Share

Hadiah Yang Menyakitkan

Roda Mercedes-Benz AMG G65 yang Richard kemudikan, berhenti melaju tepat di depan sebuah rumah mungil dengan cat biru. Kyra segera melepas kaitan sabuk pengaman dan membuka mobil pintu. Langkah pendeknya terlihat begitu ringan menapaki halaman yang tidak terlalu luas, berhias jejeran krisan aneka warna.

Richard tersenyum gemas melihat tingkah Kyra tersebut. Richard mengikuti di belakang.

Ketika sampai di depan pintu, uluran tangan Kyra yang hendak mengetuk, urung dan turun kembali ke samping badan. Dia lantas berbalik dengan wajah menunduk.

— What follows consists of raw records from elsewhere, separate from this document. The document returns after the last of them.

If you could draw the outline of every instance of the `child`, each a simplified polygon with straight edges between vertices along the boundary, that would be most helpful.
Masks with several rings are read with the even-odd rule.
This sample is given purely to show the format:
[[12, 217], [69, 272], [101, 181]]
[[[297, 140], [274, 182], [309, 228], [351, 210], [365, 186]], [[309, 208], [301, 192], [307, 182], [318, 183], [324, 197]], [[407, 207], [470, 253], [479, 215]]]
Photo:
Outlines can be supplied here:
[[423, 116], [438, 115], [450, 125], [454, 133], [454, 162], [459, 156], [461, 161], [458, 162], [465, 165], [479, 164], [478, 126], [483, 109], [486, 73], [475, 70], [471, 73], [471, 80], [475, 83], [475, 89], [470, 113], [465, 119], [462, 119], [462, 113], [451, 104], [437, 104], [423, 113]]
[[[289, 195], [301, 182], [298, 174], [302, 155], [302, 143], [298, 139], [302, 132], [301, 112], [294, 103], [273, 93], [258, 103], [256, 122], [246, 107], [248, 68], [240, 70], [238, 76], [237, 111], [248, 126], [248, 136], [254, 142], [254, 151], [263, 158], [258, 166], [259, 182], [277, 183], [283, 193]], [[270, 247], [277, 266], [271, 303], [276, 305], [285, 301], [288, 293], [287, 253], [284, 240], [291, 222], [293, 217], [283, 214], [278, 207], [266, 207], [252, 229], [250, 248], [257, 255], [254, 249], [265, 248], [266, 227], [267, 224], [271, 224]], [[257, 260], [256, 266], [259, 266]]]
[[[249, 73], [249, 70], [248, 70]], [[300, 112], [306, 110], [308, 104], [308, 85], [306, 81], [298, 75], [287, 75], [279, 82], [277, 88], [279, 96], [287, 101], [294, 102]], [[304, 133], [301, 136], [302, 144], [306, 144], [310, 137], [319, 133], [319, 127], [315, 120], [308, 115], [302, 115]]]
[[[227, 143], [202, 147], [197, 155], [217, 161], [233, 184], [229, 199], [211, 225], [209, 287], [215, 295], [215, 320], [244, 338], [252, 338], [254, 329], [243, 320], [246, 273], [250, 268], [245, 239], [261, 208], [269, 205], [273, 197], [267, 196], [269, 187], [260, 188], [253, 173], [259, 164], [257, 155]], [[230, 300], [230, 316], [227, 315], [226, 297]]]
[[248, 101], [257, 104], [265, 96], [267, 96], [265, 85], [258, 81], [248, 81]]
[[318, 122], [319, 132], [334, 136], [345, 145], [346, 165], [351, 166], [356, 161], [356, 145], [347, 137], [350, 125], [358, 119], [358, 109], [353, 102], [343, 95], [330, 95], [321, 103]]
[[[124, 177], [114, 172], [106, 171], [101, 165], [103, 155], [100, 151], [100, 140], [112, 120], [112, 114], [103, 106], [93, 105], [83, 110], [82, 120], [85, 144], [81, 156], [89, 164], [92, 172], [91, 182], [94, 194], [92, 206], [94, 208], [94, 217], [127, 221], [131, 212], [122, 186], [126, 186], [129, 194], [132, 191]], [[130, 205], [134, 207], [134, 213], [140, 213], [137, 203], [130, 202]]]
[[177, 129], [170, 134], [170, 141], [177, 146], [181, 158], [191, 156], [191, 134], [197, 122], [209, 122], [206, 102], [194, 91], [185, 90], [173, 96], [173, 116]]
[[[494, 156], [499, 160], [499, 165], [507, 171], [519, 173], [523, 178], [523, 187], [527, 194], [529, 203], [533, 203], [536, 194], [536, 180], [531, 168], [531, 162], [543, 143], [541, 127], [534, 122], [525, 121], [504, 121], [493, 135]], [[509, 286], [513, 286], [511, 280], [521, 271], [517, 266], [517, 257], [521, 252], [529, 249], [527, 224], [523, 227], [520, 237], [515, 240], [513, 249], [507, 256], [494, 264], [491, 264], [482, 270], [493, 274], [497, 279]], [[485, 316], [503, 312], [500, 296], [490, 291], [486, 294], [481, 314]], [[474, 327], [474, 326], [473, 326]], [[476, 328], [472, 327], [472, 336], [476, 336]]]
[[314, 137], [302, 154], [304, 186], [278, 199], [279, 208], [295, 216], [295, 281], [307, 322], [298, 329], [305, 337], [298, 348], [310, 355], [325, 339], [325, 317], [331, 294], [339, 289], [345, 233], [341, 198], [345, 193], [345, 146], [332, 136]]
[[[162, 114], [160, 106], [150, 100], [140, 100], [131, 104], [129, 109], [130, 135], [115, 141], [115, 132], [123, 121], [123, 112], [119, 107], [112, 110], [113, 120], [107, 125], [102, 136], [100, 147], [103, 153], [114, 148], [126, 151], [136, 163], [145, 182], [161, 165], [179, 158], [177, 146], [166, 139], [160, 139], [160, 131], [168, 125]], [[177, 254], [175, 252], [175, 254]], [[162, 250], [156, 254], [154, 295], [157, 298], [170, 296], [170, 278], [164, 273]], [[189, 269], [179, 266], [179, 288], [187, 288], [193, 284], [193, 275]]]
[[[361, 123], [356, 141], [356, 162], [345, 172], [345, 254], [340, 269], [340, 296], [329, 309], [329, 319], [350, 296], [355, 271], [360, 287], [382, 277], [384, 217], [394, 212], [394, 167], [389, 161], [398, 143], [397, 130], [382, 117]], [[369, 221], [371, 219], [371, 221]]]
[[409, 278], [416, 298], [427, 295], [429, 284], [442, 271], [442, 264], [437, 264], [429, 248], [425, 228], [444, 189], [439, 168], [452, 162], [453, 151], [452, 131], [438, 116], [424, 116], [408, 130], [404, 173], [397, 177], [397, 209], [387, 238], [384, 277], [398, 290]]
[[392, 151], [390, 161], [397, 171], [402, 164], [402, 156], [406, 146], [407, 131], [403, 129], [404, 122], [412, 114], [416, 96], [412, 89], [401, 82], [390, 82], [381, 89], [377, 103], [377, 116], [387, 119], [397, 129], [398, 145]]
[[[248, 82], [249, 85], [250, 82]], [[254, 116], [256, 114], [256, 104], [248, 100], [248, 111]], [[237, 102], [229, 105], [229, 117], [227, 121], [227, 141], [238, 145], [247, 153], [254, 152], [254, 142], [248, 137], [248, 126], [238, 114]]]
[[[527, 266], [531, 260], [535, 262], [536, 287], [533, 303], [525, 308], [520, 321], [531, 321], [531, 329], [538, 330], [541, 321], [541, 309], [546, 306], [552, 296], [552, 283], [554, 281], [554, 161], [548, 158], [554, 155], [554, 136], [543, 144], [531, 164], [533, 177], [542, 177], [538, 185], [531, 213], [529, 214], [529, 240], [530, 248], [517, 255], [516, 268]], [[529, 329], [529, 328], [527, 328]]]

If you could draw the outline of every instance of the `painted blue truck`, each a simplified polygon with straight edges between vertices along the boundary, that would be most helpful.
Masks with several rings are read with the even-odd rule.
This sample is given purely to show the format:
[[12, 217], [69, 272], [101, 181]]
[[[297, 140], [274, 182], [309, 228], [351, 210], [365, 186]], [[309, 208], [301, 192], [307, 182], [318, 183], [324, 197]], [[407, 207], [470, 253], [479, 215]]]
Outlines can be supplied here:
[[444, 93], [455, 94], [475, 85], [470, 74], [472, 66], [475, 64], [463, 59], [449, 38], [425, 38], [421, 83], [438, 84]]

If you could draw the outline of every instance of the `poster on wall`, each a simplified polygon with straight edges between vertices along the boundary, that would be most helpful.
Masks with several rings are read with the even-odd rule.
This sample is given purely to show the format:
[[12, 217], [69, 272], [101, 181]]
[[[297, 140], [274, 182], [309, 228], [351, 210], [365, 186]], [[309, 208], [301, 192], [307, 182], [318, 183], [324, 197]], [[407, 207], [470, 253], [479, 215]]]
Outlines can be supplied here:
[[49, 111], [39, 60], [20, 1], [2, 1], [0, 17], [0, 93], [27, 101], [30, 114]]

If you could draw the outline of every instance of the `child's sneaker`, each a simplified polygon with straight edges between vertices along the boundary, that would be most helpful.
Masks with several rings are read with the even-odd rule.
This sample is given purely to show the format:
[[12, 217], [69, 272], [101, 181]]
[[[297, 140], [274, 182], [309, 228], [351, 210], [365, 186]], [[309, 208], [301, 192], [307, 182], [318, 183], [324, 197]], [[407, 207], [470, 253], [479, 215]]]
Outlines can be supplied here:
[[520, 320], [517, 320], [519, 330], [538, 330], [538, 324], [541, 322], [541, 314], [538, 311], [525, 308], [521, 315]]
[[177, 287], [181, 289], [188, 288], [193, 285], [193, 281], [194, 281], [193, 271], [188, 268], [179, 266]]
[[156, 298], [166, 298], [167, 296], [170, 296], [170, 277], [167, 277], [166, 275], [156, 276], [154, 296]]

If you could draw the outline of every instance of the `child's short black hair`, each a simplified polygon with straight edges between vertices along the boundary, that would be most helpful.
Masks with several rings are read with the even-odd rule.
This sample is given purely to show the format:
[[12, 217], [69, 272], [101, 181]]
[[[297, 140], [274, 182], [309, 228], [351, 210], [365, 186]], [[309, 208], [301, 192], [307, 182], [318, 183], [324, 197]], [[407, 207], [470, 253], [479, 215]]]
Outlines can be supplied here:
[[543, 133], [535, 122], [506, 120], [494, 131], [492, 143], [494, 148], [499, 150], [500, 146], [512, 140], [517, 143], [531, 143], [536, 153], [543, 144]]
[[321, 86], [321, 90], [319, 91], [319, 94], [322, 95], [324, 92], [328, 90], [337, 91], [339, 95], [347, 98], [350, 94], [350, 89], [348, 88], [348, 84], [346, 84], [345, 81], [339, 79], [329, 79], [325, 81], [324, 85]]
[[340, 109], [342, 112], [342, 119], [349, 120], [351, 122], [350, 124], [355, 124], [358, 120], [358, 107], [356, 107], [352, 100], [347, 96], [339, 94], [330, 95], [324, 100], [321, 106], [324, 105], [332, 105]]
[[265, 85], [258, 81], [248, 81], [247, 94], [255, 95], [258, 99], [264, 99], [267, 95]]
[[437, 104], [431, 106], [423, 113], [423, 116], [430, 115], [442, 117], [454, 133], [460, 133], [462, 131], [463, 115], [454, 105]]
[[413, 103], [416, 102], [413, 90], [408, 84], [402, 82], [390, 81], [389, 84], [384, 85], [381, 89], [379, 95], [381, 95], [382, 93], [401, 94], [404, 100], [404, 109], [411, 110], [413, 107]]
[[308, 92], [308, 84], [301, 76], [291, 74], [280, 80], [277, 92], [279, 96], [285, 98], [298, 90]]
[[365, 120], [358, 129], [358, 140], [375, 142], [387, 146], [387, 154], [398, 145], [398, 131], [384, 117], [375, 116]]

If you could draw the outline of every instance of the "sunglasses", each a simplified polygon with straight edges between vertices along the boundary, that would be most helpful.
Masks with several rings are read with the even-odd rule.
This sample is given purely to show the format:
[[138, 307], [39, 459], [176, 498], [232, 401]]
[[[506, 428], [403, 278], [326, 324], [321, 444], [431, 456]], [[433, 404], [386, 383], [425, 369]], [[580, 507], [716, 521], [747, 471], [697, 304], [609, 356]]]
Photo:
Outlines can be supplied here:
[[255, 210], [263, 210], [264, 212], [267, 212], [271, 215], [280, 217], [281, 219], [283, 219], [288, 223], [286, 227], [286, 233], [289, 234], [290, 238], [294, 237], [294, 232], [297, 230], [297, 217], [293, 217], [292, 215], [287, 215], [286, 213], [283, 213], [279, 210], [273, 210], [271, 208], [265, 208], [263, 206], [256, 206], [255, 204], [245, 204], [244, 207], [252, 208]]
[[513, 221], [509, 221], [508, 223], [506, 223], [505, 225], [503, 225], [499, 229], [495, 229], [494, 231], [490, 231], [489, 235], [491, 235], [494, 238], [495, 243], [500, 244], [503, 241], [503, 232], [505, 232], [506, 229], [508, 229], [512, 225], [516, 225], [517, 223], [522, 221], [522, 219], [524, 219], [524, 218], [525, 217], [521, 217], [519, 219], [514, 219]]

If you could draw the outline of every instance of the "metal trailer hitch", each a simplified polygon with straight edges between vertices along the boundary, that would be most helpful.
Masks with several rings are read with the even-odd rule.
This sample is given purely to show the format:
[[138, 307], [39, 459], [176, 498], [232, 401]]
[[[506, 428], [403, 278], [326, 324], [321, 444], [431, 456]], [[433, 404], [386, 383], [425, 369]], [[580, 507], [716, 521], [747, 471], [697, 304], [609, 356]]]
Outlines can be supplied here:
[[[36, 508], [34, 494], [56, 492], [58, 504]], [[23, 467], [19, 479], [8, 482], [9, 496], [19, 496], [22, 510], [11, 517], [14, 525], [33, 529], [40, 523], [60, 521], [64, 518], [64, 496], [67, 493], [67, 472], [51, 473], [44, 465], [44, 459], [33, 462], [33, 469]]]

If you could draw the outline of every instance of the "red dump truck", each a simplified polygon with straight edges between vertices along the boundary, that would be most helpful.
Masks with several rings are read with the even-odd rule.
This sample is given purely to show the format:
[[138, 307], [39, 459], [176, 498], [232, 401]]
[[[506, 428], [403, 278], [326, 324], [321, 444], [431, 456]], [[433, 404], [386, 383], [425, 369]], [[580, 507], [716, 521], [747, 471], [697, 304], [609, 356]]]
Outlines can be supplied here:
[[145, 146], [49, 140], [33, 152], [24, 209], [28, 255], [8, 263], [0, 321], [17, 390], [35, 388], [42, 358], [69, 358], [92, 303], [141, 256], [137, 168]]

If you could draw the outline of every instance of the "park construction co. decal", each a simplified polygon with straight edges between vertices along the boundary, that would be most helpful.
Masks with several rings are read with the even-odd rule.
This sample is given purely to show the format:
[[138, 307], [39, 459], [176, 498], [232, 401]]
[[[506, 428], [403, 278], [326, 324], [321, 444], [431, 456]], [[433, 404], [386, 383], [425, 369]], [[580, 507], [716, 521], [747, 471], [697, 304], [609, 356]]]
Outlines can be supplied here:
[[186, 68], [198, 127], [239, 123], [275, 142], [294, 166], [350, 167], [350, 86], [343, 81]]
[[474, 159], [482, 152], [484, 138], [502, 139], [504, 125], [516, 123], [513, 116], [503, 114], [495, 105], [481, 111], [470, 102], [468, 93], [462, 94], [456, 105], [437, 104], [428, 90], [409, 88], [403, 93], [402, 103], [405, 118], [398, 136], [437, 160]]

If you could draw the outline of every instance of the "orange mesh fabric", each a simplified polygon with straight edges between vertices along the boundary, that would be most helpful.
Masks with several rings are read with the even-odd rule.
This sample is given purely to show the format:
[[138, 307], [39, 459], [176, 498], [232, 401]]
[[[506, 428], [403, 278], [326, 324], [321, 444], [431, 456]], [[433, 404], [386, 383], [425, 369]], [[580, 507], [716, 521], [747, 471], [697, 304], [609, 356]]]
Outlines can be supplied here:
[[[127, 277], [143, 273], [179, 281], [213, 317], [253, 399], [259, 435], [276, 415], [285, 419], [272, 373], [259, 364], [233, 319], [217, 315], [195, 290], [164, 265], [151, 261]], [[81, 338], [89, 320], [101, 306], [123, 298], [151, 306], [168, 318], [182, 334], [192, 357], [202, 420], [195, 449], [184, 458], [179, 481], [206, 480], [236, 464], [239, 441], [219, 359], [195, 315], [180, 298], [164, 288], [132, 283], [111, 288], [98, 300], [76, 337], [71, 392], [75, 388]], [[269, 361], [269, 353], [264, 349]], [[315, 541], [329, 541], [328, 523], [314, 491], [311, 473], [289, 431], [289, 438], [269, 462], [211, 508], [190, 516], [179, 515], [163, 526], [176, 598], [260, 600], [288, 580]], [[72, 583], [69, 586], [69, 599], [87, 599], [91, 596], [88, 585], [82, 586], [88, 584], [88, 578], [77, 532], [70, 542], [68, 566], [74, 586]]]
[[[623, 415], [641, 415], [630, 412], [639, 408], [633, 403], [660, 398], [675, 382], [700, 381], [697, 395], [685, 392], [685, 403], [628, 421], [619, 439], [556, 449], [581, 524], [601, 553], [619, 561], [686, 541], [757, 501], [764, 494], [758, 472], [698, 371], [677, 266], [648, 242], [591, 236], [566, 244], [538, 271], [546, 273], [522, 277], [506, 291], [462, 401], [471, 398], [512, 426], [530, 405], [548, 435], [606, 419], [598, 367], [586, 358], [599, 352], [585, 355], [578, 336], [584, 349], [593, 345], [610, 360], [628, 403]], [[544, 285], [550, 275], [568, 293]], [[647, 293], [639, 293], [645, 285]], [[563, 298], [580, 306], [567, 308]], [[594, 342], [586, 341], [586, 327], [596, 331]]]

Tingkat kepercayaan diri Kyra menurun drastis, nyalinya menjadi ciut hanya untuk menemui ibu sendiri.

”Kita pulang saja,” ajak Kyra lirih.

”Ada apa, Sayang?” Richard menatap Kyra dengan heran.

Beberapa detik yang lalu, Kyra tampak begitu bersemangat. Akan tetapi, tiba-tiba menjadi lesu seperti ini. Richard yakin ada sesuatu yang mengganggu pikiran Kyra hingga berubah secara mendadak.

”Tidak ada apa-apa,” elak Kyra.

Richard tidak percaya ucapan Kyra. Wajah Kyra menyiratkan sebaliknya.

“Sayang … katakan ada apa?” desak Richard.

Kyra menghela lirih. “Kurasa bukan hari ini waktu yang tepat untuk bertemu dengan ibu,” ucapnya pasrah.

Richard menahan lengan Kyra ketika akan beranjak dari rumah itu. Kepalan tangan kiri Richard tanpa ragu mengetuk pintu berpelitur cokelat itu.

”Richard ….” Kyra gugup setengah mati, padahal dia hanya akan menemui ibu sendiri, bukan ibu tiri.

”Kita tidak akan tahu kapan waktu yang tepat, jika tidak pernah mau mencobanya, Sayang,” bisik Richard.

Kembali pintu itu diketuk oleh Richard lantaran tidak kunjung terbuka. Richard mengeratkan genggaman pada jemari mungil Kyra yang terasa bergetar, mengisyaratkan jika mereka akan melalui semuanya bersama.

“Tidak apa-apa.” Richard berbisik lembut diakhiri senyuman yang meneduhkan.

Setelah beberapa kali mengetuk, pintu itu akhirnya terbuka juga. Menampilkan sang pemilik rumah yang semula menyambut dengan senyum ramah. Akan tetapi, seketika menunjukkan kedataran pada raut wajah setelah melihat tamu yang datang adalah Richard dan Kyra.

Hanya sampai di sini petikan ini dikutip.